Версия конспиролуха[править]
Вы, наверное, наивно думаете — чего такого конспирологического может быть в обычных восточных сказках, пусть даже и чрезмерно народных? Э, нет! У великого целителя, академика хер знает скольки степеней, артиста Больших и Малых драматических театров М. Норбекова (да-да, того самого, чьи псевдонаучные книжонки печатались миллионными тиражами в нулевых годах) особое мнение на этот счёт: оказывается, каждая сказка является ни чем иным, как зашифрованным чуть ли не в 40 (!) слоёв-вуалей рецептом достижения ДА ХОТЬ ЧЕГО УГОДНО, начиная от банального богатства и заканчивая Абсолютной Истиной! Не верите? Дуйте сюда и убедитесь по-полной! Другое дело, что внятной расшифровки ни одной из сказок Норбеков не даёт, ограничившись коротеньким списком взаимоподменяемых понятий и невнятной болтовнёй на тему «да я бы вам рассказал, но, во-первых, вы ещё не просветлились, а, во-вторых, полная расшифровка всей содержащейся там информации займёт OVERДОХУЯ времени и примерно столько же парсеков машинописного текста». Спрашивается, нахрен вообще было огород городить, если всё так печально? А разгадка стара как мир: если хочешь состричь с лохов побольше бабла, убеди их в том, что нужно приложить всего лишь небольшое усилие для того, чтобы даже звезду с неба достать! Ведь вы, лохи, такие умные, такие сильные, такие ВСЕМОГУЩИЕ! Хотите 100000000 баксов? Да не вопрос! Хотите излечиться от рака, СПИДа, коронавируса? Да как два пальца! Хотите, чтобы Путина больше не избирали? Это уже посложнее, но всё же вполне достижимо! Вы, главное, купите мою книжку (а лучше — их полный комплект)! Там получите ответы на все свои вопросы и рецепты счастья на все случаи жизни! То, что таких ответов и рецептов человечество не нашло до сих пор — да кого волнуют подобные мелочи!..
…Комментарии, как говорится, излишни.
Фильмы и мультики по мотивам[править]
«Старик Хоттабыч» (1956 год) |
«В синем море, в белой пене…» (1984 год) |
«Новые сказки Шахерезады» (1986 год) |
«Волшебная лампа Алладина» (1966 год).

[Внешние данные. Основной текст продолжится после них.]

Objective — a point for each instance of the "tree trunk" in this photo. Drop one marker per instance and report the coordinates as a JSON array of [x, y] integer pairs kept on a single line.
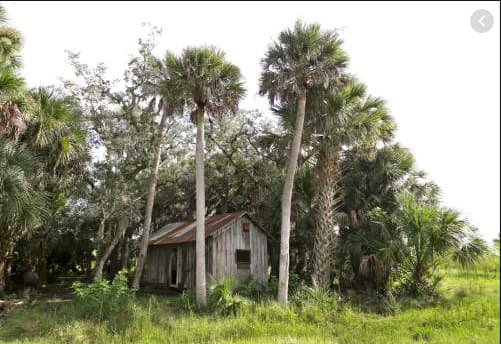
[[124, 253], [121, 228], [201, 293], [326, 202], [152, 184], [3, 268], [100, 235], [283, 277], [5, 252]]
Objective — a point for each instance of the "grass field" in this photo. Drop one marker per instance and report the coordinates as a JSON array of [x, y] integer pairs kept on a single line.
[[467, 312]]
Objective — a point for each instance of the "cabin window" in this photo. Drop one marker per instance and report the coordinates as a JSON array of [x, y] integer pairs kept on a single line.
[[243, 259]]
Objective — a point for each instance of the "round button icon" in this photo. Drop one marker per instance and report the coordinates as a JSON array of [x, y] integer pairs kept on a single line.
[[482, 21]]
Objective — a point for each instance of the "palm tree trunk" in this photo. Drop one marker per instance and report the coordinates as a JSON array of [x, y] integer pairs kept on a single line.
[[200, 282], [124, 253], [122, 227], [283, 275], [326, 201], [150, 200], [5, 252]]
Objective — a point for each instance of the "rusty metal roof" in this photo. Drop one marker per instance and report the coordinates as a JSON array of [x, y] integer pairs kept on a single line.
[[180, 232]]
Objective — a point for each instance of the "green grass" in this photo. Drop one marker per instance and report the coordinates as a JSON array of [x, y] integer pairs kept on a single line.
[[467, 312]]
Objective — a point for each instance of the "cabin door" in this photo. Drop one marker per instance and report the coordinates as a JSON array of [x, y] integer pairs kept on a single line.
[[175, 267]]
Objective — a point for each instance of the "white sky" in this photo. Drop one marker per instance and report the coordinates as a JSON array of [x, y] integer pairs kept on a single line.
[[441, 78]]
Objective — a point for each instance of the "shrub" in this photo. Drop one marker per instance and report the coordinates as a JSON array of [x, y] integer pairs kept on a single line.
[[255, 290], [307, 297], [104, 300], [222, 296], [188, 301]]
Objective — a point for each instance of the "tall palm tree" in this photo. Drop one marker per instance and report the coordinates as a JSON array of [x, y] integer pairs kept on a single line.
[[346, 118], [21, 207], [169, 101], [55, 130], [432, 232], [12, 121], [301, 58], [212, 86]]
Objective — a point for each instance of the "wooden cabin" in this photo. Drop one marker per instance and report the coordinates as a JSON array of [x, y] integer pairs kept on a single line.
[[234, 247]]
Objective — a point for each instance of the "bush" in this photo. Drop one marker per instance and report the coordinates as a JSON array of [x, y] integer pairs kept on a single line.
[[104, 300], [306, 297], [255, 290], [223, 298], [187, 301]]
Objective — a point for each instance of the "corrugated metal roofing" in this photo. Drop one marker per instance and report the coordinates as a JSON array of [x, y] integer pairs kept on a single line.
[[179, 232]]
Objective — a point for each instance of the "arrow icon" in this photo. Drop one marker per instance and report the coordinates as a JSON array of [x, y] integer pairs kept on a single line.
[[482, 21]]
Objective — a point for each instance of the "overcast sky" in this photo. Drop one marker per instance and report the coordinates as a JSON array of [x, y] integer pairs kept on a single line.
[[440, 77]]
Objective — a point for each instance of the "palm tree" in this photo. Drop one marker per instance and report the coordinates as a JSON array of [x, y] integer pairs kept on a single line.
[[12, 121], [212, 86], [170, 101], [21, 207], [55, 130], [301, 58], [431, 233], [346, 118]]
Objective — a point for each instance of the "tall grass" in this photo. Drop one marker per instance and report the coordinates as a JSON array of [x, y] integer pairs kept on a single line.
[[467, 312]]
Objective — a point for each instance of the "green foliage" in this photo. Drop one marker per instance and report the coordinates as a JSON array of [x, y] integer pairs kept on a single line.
[[223, 298], [314, 303], [256, 290], [103, 300], [187, 301], [467, 312]]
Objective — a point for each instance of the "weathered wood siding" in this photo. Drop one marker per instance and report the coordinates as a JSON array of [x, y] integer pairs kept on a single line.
[[158, 265], [220, 257], [230, 238]]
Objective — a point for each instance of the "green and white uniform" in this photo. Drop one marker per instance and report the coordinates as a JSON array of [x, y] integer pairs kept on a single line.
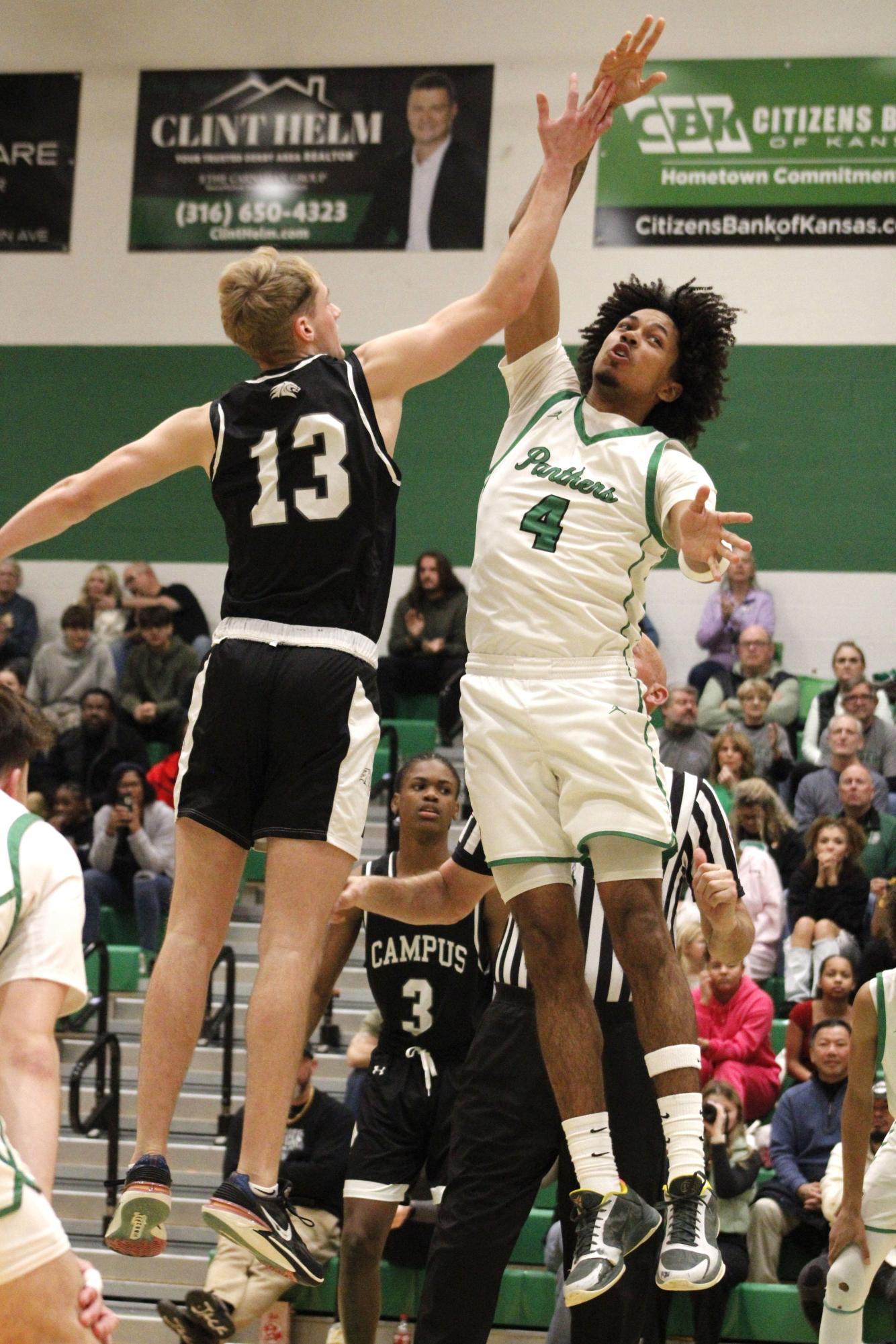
[[42, 913], [558, 745]]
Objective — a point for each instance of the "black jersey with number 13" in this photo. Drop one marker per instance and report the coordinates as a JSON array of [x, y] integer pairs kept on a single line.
[[308, 492]]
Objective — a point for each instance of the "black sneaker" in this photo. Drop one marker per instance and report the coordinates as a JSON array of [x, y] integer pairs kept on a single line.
[[264, 1224], [690, 1258], [212, 1312], [138, 1226], [186, 1329], [609, 1227]]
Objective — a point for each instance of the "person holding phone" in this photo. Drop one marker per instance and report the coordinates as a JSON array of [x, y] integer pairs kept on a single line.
[[132, 858]]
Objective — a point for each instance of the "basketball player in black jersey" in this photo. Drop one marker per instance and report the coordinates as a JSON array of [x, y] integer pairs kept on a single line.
[[507, 1125], [283, 725], [432, 985]]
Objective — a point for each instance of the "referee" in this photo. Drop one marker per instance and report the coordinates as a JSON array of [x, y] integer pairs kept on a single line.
[[506, 1130]]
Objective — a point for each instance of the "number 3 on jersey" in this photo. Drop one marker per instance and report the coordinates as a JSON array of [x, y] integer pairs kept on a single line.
[[421, 995], [324, 435], [545, 519]]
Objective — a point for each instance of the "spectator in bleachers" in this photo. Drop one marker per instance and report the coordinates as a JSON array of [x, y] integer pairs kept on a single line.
[[804, 1132], [189, 619], [428, 640], [765, 899], [72, 815], [15, 678], [772, 756], [879, 738], [132, 859], [827, 903], [760, 815], [856, 789], [68, 667], [159, 678], [813, 1275], [719, 703], [734, 1034], [731, 762], [683, 745], [737, 604], [832, 1001], [18, 619], [691, 945], [238, 1286], [91, 752], [733, 1167], [850, 666], [101, 594], [819, 792]]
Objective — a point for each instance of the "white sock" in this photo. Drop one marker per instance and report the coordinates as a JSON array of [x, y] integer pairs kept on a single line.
[[592, 1152], [682, 1118], [264, 1191]]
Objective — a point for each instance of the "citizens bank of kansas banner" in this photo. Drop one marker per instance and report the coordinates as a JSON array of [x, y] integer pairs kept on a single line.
[[754, 152], [38, 135], [312, 159]]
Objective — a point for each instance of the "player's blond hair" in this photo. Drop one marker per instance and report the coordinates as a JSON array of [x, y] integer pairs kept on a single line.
[[260, 296]]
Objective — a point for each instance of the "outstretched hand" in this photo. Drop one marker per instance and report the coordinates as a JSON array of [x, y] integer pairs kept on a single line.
[[574, 134], [624, 65], [705, 537]]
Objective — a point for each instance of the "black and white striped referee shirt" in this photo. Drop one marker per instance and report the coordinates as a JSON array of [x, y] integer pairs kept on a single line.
[[698, 820]]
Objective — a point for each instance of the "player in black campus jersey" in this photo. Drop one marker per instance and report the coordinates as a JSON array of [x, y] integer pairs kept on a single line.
[[283, 726], [506, 1121], [432, 984]]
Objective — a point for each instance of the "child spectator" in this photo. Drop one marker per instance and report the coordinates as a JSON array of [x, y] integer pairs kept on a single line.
[[765, 899], [832, 1003], [827, 903], [132, 858], [772, 756], [760, 815], [733, 1165], [73, 819], [734, 1034], [731, 762]]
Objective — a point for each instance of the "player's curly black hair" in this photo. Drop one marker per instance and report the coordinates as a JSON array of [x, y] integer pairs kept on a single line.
[[705, 324]]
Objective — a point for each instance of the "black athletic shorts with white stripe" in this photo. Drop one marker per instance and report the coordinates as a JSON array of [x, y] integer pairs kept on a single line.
[[404, 1126], [280, 741]]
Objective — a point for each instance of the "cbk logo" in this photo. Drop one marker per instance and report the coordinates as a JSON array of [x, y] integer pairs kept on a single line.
[[680, 124]]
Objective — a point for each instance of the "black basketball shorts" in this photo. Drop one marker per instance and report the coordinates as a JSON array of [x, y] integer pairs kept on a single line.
[[402, 1129], [280, 742]]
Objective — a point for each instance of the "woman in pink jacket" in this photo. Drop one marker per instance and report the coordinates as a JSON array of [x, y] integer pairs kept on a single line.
[[734, 1034]]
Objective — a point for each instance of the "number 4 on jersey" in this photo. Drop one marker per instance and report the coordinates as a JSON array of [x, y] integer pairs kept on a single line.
[[545, 519]]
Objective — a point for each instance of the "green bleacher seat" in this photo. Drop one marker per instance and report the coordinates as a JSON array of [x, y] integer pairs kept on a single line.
[[417, 706], [414, 735], [809, 688]]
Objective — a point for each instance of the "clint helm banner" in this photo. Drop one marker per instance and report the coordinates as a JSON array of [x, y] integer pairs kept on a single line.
[[375, 158], [754, 152]]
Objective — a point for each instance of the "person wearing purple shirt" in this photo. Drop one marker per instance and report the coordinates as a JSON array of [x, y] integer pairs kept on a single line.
[[730, 609]]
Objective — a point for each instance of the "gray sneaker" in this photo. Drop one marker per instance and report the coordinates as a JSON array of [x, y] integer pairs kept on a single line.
[[690, 1257], [608, 1228]]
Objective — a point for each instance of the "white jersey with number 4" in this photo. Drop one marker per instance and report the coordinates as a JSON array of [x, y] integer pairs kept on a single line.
[[570, 521]]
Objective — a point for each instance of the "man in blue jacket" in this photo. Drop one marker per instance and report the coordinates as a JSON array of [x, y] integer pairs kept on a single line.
[[805, 1129]]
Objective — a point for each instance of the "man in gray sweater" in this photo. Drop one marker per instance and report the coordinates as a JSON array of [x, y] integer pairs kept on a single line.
[[65, 668], [159, 678]]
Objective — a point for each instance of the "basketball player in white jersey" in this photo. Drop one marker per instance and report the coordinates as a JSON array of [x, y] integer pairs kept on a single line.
[[589, 487], [864, 1230], [284, 726], [45, 1293]]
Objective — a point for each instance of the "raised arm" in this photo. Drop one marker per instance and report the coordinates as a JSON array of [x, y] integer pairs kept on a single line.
[[856, 1121], [183, 440], [402, 361], [624, 68]]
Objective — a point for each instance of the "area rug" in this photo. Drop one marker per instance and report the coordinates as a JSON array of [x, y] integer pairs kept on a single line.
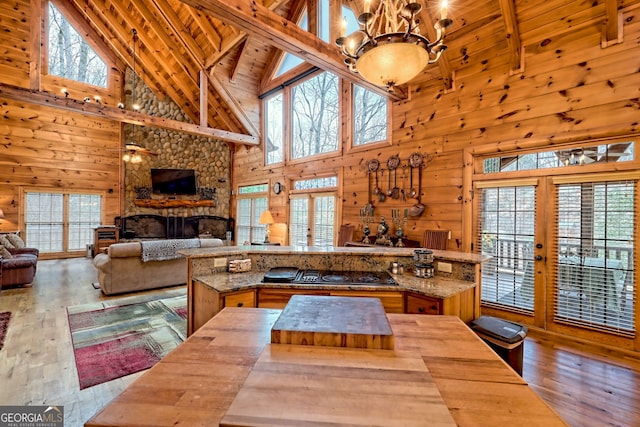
[[4, 326], [115, 338]]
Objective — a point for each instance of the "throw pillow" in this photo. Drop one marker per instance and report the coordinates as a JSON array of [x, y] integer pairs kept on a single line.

Грёбаный стыд… |
Диснеевский «Аладдин» (1992 год) |
Современная хуита по мотивам сказки «Али-Баба и сорок разбойников». Аж блевать тянет… |
Ссылки[править]
- Hаиболее известное советское издание. Не забудьте нажать на «Читать книгу».
- В Википедии.
- Hемного крипоты на ночь о реальном Харуне-ар-Рашиде.
На книжки Норбекова ссылки принципиально не дам. А то ведь какой-нибудь Саша Радько подсядет на эту хрень так, что и не слезет. Как говорится, дай дураку стеклянный хуй — он его разобьёт, обрежется и истечёт кровью. Так что рисковать не будем.
Примечания[править]
- ↑ Похоже, о существовании наложниц, рабынь и проституток Шахрияру так никто никогда и не сказал.
- ↑ И вообще — этот сборник использовался в том числе для ненавязчивого преподавания юным арабам/персам и арабкам/персиянкам курса полового воспитания, поэтому всё так прагматично: жена сначала должна дать трахнуть себя, а лишь потóм начать трахать мозги мужу.
- ↑ Впрочем, никто и не утверждал, что именно сказок должно быть 1001. Речь изначально шла о 1001-й ночи, то есть одной сказки в среднем хватало на три-четыре ночи.
- ↑ Оппаньки! Шахрияр, ты чем слушал???